Another small double blind randomised trial (DEFINE -HF Trial ) including 263 patients with reduced ejection fraction heart failure has shown significant improvement in symptoms and quality of life as early as 3 months, with addition of dapagliflozin ( Circulation. 2019;140:00–00. DOI: 10.1161/CIRCULATIONAHA.119.042929 ). Crucially there was no difference in NT-proBNP levels over 12 weeks of treatment. The researchers concluded that dapagliflozin produced meaningful clinical improvement in heart failure patients without affecting mean NT-proBNP levels. Benefits of 10 mg dapagliflozin per day were seen both in diabetics and patients without type 2 diabetes. It should be borne in mind that dapagliflozin was used over and above standard heart failure medication. Patients in the trial had to have an NT-proBNP more than 400 pg/ml and eGFR >30/ml/min/1.73m2. The median NT-proBNP level was 1400 pg/ml. Number needed to treat over the course of 2 years was 21 only to reduce the primary composite end points. Diuretics were provided to 94% patients, ACE inhibitor or ARB to almost 90%, Sacubitril-valsartan to 11%, beta blocker to 96%, aldosterone blocker to 72% and digoxin to 19% patients. More than 50% patients were on metformin and 28% were on insulin.

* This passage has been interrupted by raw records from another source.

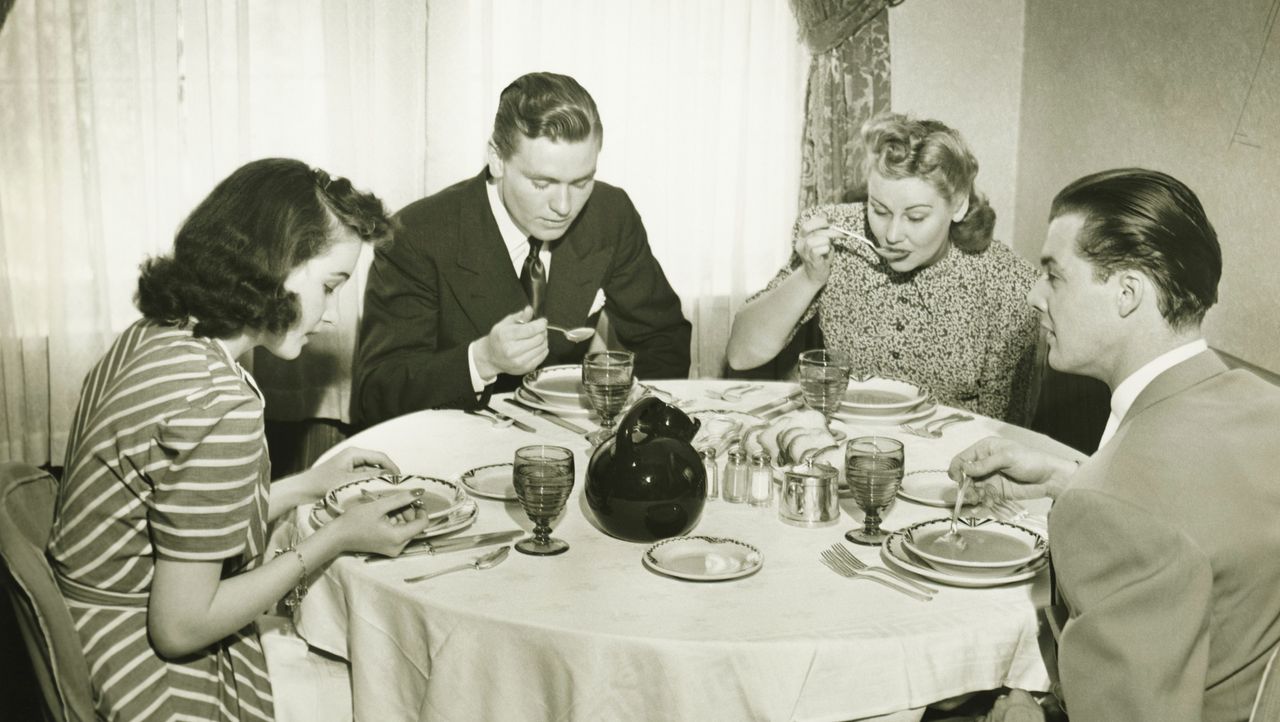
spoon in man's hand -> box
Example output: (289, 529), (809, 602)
(547, 324), (595, 343)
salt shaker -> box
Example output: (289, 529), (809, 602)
(746, 452), (773, 507)
(703, 447), (719, 499)
(723, 447), (751, 504)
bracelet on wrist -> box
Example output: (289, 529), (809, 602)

There were few adverse effects, no significant increase in hypotension or hypoglycaemia.Serious renal adverse effects were uncommon and significantly less common in the dapagliflozin group. But this was small sized trial. We have to wait for more randomised trials with SGLT2i to make their prescription mandatory. The prevalence of heart failure is humungous; and the accompanying morbidity and mortality well known. The DEFINE HF has too few patients, follow up too short, and it was not powered to detect mortality or hospitalisation for heart failure. The number to treat for improvement in clinical symptoms and quality of life was only 10. The fact that there was little or no change in NT-proBNP level strongly suggest that dapagliflozin did not merely operate as a diuretic. Another icing with SGLT2i is their reno-protective capabilities. Nearly all patients in the DEFINE-HF trial were on ACEi’s, ARB and a beta blocker, 60% were on aldosterone blockers,, while 30% were on a sacubitril/valsartan. Importantly about 35% were on a biventricluar pacemaker. There was no significant increase in 6 minute walking distance nor was there any significant change in weigh.

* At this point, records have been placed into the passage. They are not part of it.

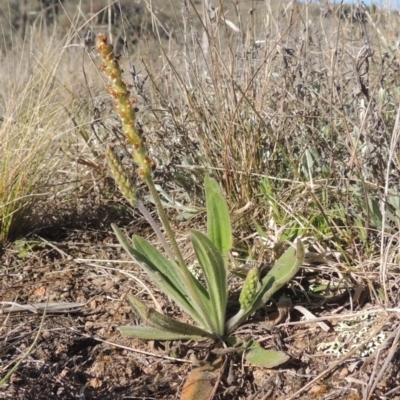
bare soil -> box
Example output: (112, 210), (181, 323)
(0, 206), (400, 400)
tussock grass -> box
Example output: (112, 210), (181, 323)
(3, 0), (400, 301)
(0, 7), (87, 244)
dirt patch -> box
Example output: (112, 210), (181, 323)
(0, 217), (399, 400)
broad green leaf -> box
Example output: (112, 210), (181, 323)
(181, 365), (218, 400)
(244, 341), (290, 368)
(226, 239), (304, 333)
(132, 235), (186, 294)
(204, 176), (232, 257)
(191, 231), (228, 336)
(368, 197), (382, 228)
(127, 295), (214, 338)
(118, 326), (204, 340)
(261, 238), (304, 304)
(112, 225), (208, 325)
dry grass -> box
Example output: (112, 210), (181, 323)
(0, 0), (400, 398)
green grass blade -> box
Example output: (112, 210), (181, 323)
(118, 326), (204, 340)
(191, 231), (228, 336)
(127, 295), (214, 338)
(226, 239), (304, 333)
(112, 225), (205, 325)
(204, 176), (232, 257)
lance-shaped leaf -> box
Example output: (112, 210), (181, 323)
(113, 225), (209, 326)
(191, 231), (228, 336)
(226, 239), (304, 333)
(244, 340), (290, 368)
(204, 176), (232, 258)
(133, 236), (216, 331)
(119, 295), (215, 340)
(118, 326), (204, 340)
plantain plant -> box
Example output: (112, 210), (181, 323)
(97, 35), (304, 366)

Unlike the DEDFINE-HF trial, DAPA HF included 4744 patients of heart failure with reduced ejection fraction. Mean left ventricle ejection fraction was approximately 31%, 45% patients had diabetes, and 41% had chronic kidney disease. Dapagliflozin reduced death by 18%, heart failure hospitalisation by 30% and risk of worsening heart failure by 30%. It will however not be easy to optimally mix dapagliflozin with a prescription containing a beta blocker, an aldosterone antagonist, and Sacubitril/valsartan. There will be the problem of drug interaction and also issues with adherence. The researchers of the DAPA Hf trial have not provided details of dosage of the standard treatment given, the optimal prescription will always therefore be a painstaking guess.

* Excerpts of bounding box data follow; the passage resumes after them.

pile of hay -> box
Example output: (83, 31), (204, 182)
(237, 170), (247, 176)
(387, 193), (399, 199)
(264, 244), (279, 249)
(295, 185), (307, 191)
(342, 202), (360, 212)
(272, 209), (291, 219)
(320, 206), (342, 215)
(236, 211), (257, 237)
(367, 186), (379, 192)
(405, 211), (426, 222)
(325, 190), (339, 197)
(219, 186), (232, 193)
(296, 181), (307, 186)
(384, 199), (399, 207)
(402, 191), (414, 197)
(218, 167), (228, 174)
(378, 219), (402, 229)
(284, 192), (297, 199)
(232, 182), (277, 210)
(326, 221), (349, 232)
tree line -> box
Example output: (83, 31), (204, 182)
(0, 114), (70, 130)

We are looking at a world where in a patient with reduced ejection heart failure will be teated by a combination of beta blocker, sacubitril/valsratin ( ARNI) , spironolactone and an SGLT2i. A diuretic may not be needed, patients however will need to be carefully chosen. A new era in treatment of heart failure has certainly begun. Time will tell us how safe an SGLT2i is in the long run. The FDA has granted FAST Track designation for the development of dapagliflozin to reduce cardiovascular death or hospitalisation for heart failure. The long term adverse effects are unknown where SGLT2i is concerned. Initially there is a drop in eGFR that improves within a year, but long term effect on eGFR is yet to be ascertained. Fractures have been associated with SGLT2i’s because of mineral changes and the problem of lower limb amputation persists, albeit associated only with canagliflozin but no confirmation of causality. Genital fungal infection can be a problem but this is early treatable.